SHOCK: What were the dogs like to work with?

ALEXANDER-WILLIS: They were all rescues. And then they became a part of his acting troupe. He was amazing. He was really amazing to watch! I watched scenes that involved the dogs. I, of course, watched them burning down the house. That was pretty spectacular! I have slides of everything somewhere – back in the day when you took slides. I have a lot of slides actually of filming. They used Vaseline to make the dogs look shiny and scary as well as edible stage blood, but these dogs were having fun. I love the way Karl and all of his trainers took such great care of the dogs! They didn’t over-work them. I mean, they treated them like children, it was beautiful. The leader of the pack, Josh and I bonded. I’m telling you, I really felt like he was my leading man as much as Joe Don was! I hung out with them (the dogs) and the trainer a lot. I don’t really remember how long the shoot was. Probably a month or maybe longer. But the dogs were great – they were brilliant “actors”. I have a wall of photographs from my career, and people. I have Michael Redgrave and I have Tom Stoppard and I have this person and that person and then Josh from THE PACK. Yes, he was a fabulous leading man! He was everything you would look for in a leading man.

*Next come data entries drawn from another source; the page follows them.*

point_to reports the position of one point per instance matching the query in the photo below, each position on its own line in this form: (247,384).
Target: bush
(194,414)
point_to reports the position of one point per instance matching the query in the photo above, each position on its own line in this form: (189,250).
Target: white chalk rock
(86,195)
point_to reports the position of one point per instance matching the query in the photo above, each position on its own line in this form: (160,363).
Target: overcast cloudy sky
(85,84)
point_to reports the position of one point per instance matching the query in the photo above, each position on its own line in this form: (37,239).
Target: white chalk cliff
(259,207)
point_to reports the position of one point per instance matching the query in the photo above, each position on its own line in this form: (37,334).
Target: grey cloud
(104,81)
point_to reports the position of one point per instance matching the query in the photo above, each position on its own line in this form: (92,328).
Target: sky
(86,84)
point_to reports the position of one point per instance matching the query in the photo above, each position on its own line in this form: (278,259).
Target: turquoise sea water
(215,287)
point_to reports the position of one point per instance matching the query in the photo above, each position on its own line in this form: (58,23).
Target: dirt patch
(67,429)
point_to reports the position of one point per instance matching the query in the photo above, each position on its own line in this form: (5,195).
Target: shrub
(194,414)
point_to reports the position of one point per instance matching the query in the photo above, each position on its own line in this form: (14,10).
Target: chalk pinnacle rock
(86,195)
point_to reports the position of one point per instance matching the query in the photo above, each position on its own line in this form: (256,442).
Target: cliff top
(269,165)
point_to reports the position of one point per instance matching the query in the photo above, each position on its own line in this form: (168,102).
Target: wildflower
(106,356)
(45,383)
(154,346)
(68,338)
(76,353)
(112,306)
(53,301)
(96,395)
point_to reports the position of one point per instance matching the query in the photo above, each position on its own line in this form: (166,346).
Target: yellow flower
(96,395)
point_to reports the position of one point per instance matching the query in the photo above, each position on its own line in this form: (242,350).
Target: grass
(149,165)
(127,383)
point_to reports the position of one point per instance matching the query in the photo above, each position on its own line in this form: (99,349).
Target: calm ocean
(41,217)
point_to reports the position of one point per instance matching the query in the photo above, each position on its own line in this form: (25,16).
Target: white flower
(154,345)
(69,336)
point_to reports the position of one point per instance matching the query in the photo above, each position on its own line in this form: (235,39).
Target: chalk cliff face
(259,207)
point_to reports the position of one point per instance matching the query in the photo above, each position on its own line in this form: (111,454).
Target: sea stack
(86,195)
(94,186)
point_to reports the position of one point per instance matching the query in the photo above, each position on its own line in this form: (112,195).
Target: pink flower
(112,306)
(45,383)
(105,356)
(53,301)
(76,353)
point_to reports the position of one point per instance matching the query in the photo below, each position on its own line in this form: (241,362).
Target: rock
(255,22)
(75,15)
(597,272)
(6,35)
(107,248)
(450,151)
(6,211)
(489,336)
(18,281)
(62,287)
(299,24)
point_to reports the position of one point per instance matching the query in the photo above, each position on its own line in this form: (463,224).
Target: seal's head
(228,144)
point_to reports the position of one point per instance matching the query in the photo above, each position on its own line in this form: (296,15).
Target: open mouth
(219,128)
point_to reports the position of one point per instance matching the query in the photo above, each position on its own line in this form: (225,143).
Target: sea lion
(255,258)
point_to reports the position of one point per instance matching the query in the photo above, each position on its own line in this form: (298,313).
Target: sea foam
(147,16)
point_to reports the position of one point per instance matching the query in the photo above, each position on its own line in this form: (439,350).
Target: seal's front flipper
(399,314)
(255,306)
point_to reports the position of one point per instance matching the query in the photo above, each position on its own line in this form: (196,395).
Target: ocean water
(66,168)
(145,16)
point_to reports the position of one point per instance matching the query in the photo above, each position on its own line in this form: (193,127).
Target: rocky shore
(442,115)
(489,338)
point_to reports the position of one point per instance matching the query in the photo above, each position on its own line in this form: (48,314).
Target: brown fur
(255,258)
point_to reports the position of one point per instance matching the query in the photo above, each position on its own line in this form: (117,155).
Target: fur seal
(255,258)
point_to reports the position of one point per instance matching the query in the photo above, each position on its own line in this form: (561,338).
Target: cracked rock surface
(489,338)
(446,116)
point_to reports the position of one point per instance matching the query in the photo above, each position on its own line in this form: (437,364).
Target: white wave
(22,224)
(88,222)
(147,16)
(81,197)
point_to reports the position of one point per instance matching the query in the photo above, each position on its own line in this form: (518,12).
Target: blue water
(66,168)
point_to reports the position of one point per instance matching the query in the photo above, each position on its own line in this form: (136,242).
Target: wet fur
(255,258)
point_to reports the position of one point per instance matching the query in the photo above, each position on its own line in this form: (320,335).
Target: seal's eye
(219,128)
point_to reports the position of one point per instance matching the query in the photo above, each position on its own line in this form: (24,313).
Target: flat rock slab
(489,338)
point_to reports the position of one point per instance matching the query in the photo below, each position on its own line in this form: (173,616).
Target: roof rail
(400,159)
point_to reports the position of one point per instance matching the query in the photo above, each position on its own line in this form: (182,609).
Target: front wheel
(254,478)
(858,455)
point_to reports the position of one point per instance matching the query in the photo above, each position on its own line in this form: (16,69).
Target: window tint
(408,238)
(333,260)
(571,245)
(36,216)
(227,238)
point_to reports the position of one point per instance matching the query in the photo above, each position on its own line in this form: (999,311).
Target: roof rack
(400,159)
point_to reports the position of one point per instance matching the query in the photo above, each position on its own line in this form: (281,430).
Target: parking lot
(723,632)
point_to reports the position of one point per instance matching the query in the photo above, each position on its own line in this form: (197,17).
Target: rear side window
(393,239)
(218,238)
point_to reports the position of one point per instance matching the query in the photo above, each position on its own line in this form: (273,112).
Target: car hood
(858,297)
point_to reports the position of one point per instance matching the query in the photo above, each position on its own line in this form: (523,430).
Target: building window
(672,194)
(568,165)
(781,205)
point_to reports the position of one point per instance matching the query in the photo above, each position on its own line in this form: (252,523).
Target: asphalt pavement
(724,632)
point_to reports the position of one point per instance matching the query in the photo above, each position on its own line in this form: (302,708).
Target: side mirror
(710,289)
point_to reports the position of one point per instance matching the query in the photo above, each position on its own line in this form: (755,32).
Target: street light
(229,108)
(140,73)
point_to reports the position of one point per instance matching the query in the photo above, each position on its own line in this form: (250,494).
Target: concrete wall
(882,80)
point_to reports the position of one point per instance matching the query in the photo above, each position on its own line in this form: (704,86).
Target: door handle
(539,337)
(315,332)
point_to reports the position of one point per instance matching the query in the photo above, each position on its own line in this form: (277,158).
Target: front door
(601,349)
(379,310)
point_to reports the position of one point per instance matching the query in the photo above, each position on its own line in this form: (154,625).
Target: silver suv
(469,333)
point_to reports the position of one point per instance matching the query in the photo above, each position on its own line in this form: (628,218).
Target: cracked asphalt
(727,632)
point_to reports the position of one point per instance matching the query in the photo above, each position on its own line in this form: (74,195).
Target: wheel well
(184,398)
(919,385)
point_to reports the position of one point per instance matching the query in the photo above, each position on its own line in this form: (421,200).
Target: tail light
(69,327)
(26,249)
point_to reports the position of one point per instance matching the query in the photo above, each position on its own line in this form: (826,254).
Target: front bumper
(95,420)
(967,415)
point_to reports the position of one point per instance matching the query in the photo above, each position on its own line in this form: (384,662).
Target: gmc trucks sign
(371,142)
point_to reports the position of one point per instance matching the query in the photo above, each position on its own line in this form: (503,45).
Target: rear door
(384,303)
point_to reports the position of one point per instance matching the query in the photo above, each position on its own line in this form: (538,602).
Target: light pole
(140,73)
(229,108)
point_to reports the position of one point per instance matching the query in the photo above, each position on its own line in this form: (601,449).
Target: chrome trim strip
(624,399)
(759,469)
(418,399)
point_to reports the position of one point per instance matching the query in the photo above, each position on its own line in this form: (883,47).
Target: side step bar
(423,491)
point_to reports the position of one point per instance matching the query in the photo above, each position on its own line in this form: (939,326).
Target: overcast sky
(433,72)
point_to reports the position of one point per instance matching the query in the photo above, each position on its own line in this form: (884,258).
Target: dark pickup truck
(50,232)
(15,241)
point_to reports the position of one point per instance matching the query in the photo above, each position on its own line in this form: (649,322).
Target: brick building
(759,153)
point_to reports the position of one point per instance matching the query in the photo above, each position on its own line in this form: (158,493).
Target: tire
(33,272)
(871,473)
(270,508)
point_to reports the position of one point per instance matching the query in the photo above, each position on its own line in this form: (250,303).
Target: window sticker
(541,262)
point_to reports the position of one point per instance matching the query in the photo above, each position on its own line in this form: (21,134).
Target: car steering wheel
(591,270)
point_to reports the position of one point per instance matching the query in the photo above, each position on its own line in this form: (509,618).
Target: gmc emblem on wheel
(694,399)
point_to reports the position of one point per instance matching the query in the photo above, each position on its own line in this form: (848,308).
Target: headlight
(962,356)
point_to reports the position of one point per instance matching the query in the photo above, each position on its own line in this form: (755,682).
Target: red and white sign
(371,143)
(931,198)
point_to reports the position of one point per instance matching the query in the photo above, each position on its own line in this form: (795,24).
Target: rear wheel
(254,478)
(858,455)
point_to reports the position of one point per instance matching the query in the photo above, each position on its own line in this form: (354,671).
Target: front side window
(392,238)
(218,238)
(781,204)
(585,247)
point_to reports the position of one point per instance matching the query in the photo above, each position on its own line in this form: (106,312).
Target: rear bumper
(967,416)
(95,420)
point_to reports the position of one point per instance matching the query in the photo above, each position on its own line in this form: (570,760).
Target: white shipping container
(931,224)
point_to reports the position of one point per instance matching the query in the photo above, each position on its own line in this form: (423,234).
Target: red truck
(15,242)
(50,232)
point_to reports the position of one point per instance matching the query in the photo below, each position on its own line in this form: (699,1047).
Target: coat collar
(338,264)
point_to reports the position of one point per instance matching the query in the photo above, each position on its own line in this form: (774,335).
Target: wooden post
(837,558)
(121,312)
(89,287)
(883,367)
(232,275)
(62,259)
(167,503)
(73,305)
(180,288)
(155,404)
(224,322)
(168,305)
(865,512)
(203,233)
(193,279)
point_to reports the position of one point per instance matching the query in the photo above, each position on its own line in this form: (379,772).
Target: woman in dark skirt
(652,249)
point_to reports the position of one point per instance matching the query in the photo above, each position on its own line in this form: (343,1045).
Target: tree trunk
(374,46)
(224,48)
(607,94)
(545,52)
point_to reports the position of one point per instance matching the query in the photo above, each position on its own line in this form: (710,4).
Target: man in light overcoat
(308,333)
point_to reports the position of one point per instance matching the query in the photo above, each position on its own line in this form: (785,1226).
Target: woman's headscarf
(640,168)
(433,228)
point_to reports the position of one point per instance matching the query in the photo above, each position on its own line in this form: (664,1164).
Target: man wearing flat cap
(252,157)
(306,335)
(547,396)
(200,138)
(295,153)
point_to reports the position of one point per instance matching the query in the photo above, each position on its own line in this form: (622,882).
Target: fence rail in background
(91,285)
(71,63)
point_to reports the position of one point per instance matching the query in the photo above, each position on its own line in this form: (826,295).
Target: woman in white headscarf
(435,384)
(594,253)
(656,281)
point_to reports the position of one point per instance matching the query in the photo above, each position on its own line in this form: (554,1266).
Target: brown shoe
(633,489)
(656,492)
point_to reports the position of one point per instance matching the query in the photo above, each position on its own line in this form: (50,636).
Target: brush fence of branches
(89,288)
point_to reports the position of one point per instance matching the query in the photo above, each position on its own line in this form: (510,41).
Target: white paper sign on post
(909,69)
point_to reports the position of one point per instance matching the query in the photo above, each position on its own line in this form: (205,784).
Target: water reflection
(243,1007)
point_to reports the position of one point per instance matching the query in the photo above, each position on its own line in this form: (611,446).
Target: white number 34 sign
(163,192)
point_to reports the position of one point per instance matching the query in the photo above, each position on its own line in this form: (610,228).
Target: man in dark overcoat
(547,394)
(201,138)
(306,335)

SHOCK: I love that the film employs the coming together of two human packs, if you will, you and your son and Joe Don Baker and his. Did you like this additive to the film? Was there much conversation as to how you would interact with your own son compared to his, and how he would act with his compared to yours?

ALEXANDER-WILLIS: The kids were newbies, pretty much. The first day of shooting (it was shot so completely out of sequence) was the scene where the kids come back after being gone, and I’m like half hysterical because I don’t know if they have been eaten by the dogs. And it was like, “Hi, my name is Hope. How are you?” And then boom! Into the scene! So, I always find that very strange about film. They had stage parents who were there and they were also in school part of the time as well. So we really didn’t have much to do with them besides being on camera together. And you raise an interesting point about disjointed families coming together, it was something in Robert’s script that he wanted to bring to the table, this idea of characters bonding and starting new. It’s a great idea that works on screen. But the boys’ parents were there and not much conversation about all this went on. Their parents were there protecting their kids. They were not heavy-duty stage parents. As a director, I have worked with some heavy-duty stage parents. Let me tell ya, it is not pleasant!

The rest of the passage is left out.